# Naive Bayes Classifiers


Naive Bayes classifiers are a family of classifiers that are quite similar to the linear
models discussed in the previous section. However, they tend to be even **faster** in
training. 

The price paid for this efficiency is that naive Bayes models often provide
generalization performance that is slightly **worse than that of linear classifiers** like
LogisticRegression and LinearSVC.

The reason that naive Bayes models are so efficient is that they learn parameters by
looking at each feature individually and collect simple per-class statistics from each
feature

There are three kinds of naive Bayes classifiers implemented in scikit68 
1. GaussianNB, 
2. BernoulliNB, and
3. MultinomialNB.

 GaussianNB can be applied to any continuous data,
 while BernoulliNB assumes binary data 
 MultinomialNB assumes count data (that is, that each feature represents an integer count of some‐
thing, like how often a word appears in a sentence).

BernoulliNB and MultinomialNB are mostly used in text data classification.


The BernoulliNB classifier counts how often every feature of each class is not zero.
This is most easily understood with an example:

In [1]:
import numpy as np
X = np.array([[0, 1, 0, 1],
 [1, 0, 1, 1],
 [0, 0, 0, 1],
 [1, 0, 1, 0]])
y = np.array([0, 1, 0, 1])


Here, X is a 4x4 NumPy array representing a dataset with four data points (rows) and four features (columns). y is an array representing the class labels (0 or 1) for each data point.

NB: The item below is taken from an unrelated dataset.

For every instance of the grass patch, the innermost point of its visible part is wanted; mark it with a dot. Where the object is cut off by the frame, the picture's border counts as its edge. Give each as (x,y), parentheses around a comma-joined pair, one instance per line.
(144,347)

For class 0 output in y (the first and third data points), the first feature (first column) is zero two times (0th and 2nd index)
and nonzero zero times (as only for class 0 from y set), the second feature is zero one time and nonzero one time,
and so on. These same counts are then calculated for the data points in the second
class. 

Counting the nonzero entries per class in essence looks like this:

In [2]:
counts = {}
for label in np.unique(y):
 # iterate over each class
 # count (sum) entries of 1 per feature
 counts[label] = X[y == label].sum(axis=0)
print("Feature counts:\n{}".format(counts))

Feature counts:
{0: array([0, 1, 0, 2]), 1: array([2, 0, 2, 1])}



The output Feature counts: {0: array([0, 1, 0, 2]), 1: array([2, 0, 2, 1])} indicates the counts of nonzero entries for each feature, separated by class. Let's break it down:

For Class 0:

Feature 1 has 0 occurrences of 1 and 2 occurrences of 0.

Feature 2 has 1 occurrence of 1 and 0 occurrences of 0.

Feature 3 has 0 occurrences of 1 and 0 occurrences of 0.

Feature 4 has 2 occurrences of 1 and 0 occurrences of 0.

For Class 1:

Feature 1 has 2 occurrences of 1 and 0 occurrences of 0.

Feature 2 has 0 occurrences of 1 and 2 occurrences of 0.

Feature 3 has 2 occurrences of 1 and 0 occurrences of 0.

Feature 4 has 1 occurrence of 1 and 1 occurrence of 0.

=============================================================================================

The other two naive Bayes models, MultinomialNB and GaussianNB, are slightly dif‐
ferent in what kinds of statistics they compute.

***MultinomialNB takes into account the average value of each feature for each class, while GaussianNB stores the average value as well as the standard deviation of each feature for each class.***

To make a prediction, a data point is compared to the statistics for each of the classes,
and the best matching class is predicted. Interestingly, for both MultinomialNB and
BernoulliNB, this leads to a prediction formula that is of the same form as in the lin‐
ear models (see “Linear models for classification” on page 56). Unfortunately, coef_
for the naive Bayes models has a somewhat different meaning than in the linear mod‐
els, in that coef_ is not the same as w.


MultinomialNB and BernoulliNB have a single parameter, **alpha**, which controls
model complexity. The way alpha works is that the algorithm adds to the data alpha
many virtual data points that have positive values for all the features. This results in a
“smoothing” of the statistics. 

***A large alpha means more smoothing, resulting in less complex models.***
 The algorithm’s performance is relatively robust to the setting of
alpha, meaning that setting alpha is not critical for good performance. However,
tuning it usually improves accuracy somewhat.

**GaussianNB is mostly used on very high-dimensional data, while the other two variants of naive Bayes are widely used for sparse count data such as text.**
 MultinomialNBusually performs better than BinaryNB, particularly on datasets with a relatively large
number of nonzero features (i.e., large documents).